Je lui mets la main sur la bouche, par réflexe, et je me retrouve avec le rouge à lèvres de Brenda en forme de cœur au milieu de ma paume. C’est peut-être égoïste, pardon papa, mais je suis brusquement le plus heureux du monde, malgré les circonstances, et je fais semblant de bâiller toutes les trois minutes pour embrasser en douce ma voisine au creux de ma main.

– Tu t’ennuies vraiment, toi, constate-t-elle du coin de l’œil.

Et je confirme, par pudeur.

L’ambiance a carrément changé, depuis un moment. La consternation a envahi les tribunes. Vigor boite de plus en plus bas à chaque retour vers la rampe de lancement, voûté, ramolli. Le capitaine du Sudville Club n’est plus dans la course depuis trois coups, mais il a terminé KO sur la case gagnante, et la Nordville Star est menée 950 à 610. Les points obtenus augmentant à chaque élimination, d’après ce que j’ai compris, Vigor pourrait encore remonter, mais il finit à douze cases du bon numéro, les bras en croix.

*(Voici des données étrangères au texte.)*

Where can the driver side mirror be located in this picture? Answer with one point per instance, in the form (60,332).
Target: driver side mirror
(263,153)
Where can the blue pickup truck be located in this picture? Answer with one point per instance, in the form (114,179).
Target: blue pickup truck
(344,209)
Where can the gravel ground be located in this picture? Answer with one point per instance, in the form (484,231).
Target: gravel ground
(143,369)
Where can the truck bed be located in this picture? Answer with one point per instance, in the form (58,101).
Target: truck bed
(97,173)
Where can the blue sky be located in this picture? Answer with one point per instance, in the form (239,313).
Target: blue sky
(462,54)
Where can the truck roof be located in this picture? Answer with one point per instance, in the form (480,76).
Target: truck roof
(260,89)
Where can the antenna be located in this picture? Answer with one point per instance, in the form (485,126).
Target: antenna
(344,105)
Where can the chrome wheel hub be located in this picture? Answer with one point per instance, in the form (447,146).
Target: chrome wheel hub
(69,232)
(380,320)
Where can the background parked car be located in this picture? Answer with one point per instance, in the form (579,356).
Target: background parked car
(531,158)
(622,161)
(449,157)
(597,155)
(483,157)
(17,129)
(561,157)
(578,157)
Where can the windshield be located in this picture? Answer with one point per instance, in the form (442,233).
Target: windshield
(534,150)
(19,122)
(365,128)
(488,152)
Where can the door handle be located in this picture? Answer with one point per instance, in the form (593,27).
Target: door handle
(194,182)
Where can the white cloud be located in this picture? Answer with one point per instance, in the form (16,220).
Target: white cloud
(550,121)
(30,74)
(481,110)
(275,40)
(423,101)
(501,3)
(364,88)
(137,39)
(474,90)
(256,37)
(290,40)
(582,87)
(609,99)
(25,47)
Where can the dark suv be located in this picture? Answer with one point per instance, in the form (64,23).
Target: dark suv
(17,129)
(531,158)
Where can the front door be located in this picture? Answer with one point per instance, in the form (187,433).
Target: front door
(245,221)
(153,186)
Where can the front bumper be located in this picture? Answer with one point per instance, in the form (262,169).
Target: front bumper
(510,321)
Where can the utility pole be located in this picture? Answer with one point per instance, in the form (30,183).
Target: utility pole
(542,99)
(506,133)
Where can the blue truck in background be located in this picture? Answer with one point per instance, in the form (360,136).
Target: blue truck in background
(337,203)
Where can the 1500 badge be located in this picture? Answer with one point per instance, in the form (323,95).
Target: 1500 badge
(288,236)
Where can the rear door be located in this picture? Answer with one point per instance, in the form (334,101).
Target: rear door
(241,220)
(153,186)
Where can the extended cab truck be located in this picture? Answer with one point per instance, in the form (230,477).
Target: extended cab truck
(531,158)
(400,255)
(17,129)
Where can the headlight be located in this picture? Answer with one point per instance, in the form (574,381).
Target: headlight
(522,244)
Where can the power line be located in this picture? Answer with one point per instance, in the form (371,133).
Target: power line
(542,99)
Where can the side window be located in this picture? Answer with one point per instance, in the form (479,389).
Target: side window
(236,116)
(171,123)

Il ne bouge plus. On l’évacue sur une civière.

Je murmure à l’oreille de l’ours, catastrophé :

– Il est mort ?

– Je n’en sais rien ! Qu’est-ce que tu veux que je capte, dans cette marée humaine ? Ce n’est plus un inconscient collectif, c’est un bouillon de bêtise ! Et ça commence à déteindre : je ne me reconnais plus !

Je pense à mon père, quelque part dans une prison de la ville. Les brancardiers emportent vers l’infirmerie la civière du ministre, et mon dernier espoir disparaît à vue d’œil.